I have given two sessions to friends in the past two weeks. One to a friend living with a serious cancer diagnosis. One to a professional massage therapist and bodyworker friend of mine. The work feels clean, deeply nurturing to me and to the recipient. I know that I have much to give -- but just as much to receive and to learn. Mutual Support -- giving and receiving no difference.
I definitely have something to learn about fear and courage. It feels a bit scary to put myself out there as a 50-year-old man, starting a bodywork practice with Breema -- an esoteric modality with a funny name that is deeply nurturing and delightful to experience, but unknown and hard to describe. My mind is filled with the voice of the adversary -- you are not good enough, no one will want to receive your work, you are fooling yourself.
Still, we have a nice apartment with a big living room that fits a Breema mat. I have to learn about controlling the heat in various weather because we do not have our own thermostat. I have to stay very respectful of the neighbors but still get clients into the front door of the building. Well, I have to find some clients first so that they have a need to get into the front door of the building.
I have applied to the Mt. Airy Learning Tree http://www.mtairylearningtree.org/ to teach a series of bodywork classes in the winter term. I have always preferred to teach the bodywork, but it did not really feel right -- as Dean of Students, spiritual nurturer, and faculty member -- to teach partnered body work to students at Pendle Hill. I hope they accept my application -- they seem quite interested -- and that some students show up.

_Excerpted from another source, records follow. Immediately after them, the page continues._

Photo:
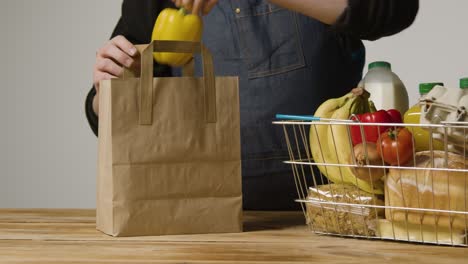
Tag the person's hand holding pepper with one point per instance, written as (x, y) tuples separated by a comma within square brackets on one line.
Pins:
[(196, 6)]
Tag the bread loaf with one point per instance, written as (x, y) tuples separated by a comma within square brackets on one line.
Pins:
[(419, 233), (429, 189), (342, 218)]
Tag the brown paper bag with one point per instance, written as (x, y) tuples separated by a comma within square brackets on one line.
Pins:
[(169, 151)]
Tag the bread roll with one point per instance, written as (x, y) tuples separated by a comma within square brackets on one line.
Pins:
[(442, 190)]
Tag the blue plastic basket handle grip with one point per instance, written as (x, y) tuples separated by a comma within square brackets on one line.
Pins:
[(297, 117)]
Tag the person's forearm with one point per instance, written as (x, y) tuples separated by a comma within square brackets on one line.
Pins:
[(326, 11)]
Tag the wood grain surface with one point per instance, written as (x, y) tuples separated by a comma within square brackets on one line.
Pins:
[(69, 236)]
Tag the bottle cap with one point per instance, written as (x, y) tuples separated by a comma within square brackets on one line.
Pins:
[(464, 83), (425, 88), (380, 64)]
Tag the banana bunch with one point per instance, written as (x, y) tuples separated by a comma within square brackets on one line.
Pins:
[(330, 143)]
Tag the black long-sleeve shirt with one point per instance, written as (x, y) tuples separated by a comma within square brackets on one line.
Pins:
[(362, 19)]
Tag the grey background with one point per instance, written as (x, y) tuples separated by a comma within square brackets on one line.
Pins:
[(47, 51)]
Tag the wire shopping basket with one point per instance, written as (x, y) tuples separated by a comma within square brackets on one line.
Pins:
[(422, 200)]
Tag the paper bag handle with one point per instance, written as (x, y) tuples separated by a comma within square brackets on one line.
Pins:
[(146, 76)]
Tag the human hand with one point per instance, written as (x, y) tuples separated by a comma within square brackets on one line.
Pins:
[(111, 58), (196, 6)]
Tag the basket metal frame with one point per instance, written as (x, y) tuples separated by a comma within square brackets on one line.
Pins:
[(302, 164)]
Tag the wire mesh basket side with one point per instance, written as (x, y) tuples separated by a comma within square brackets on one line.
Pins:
[(434, 210)]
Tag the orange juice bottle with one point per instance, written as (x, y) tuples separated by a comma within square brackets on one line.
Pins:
[(422, 137)]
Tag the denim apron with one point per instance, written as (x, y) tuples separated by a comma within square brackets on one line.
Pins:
[(287, 63)]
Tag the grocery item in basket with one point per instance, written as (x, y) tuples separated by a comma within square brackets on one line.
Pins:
[(419, 233), (330, 143), (361, 133), (429, 189), (447, 105), (366, 154), (347, 217), (386, 89), (396, 146), (422, 137)]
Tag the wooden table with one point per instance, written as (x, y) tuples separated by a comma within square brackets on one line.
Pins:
[(69, 236)]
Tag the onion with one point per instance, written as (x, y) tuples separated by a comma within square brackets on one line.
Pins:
[(368, 156)]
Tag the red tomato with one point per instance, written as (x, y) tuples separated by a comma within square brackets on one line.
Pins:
[(395, 146)]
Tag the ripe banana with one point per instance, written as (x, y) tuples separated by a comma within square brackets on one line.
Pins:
[(330, 143)]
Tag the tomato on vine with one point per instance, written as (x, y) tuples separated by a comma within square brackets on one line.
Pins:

I developed a tag line for my business -- simple. nurturing. enlivening. bodywork. I look forward to feedback from folk about it. I hope it is descriptive and enticing. Breema is wonderful, but it is hard to explain. It is not massage, not energy work, and not well known. Like any bodywork modality, it is not for everyone. Some people want a more vigorous workout, the table, the oil, and working directly with the skin. That is good and I like that too but Breema is a somewhat different species of bodywork.
Breema is the practice of being present in each moment, supported by the body, the breath and an ever deepening relationship with the nine universal principles of harmony which are constantly available to nurture life. The bodywork is practiced comfortably clothed on a padded floor. The recipient lies on their back, supported as needed with pillows for comfort. The practitioner uses gentle holds, brushes, stretches, and leans with the natural weight of their body to create a nourishing atmosphere of acceptance which nurtures deep relaxation and awakens life. To find out more, check the youtube video at the bottom of the page or the video on the home page of the Breema Center website http://breema.com/.
It will take people a while to hear about Breema and get to know me and my work and then decide whether to give it a try so they might find out if in fact it is for them.
I have developed a sliding-scale fee schedule (see the bottom any page of the blog). I think it is very generous. I am offering discounted rates for first time clients. I hope it encourages you to try it out.
I have started this Blog. I would appreciate feedback and comments. Once you try a Breema session, I hope you will share from your direct experience. I have posted pages where you can do this http://whsbodywork.blogspot.com/p/what-people-are-saying-about-breema.html and http://whsbodywork.blogspot.com/p/what-people-are-saying-about-bodywork.html .
So I am very excited and I am a little bit scared. I have taken a number of steps and there are a number more to take. I do not know what it will end up looking like either during this fallow time between traditional employment or later should I take on some salaried work.
But I am starting a bodywork practice. I hope to be faithful. I look forward to learning the lessons what ever they are. And I look forward to doing bodywork. Perhaps with you.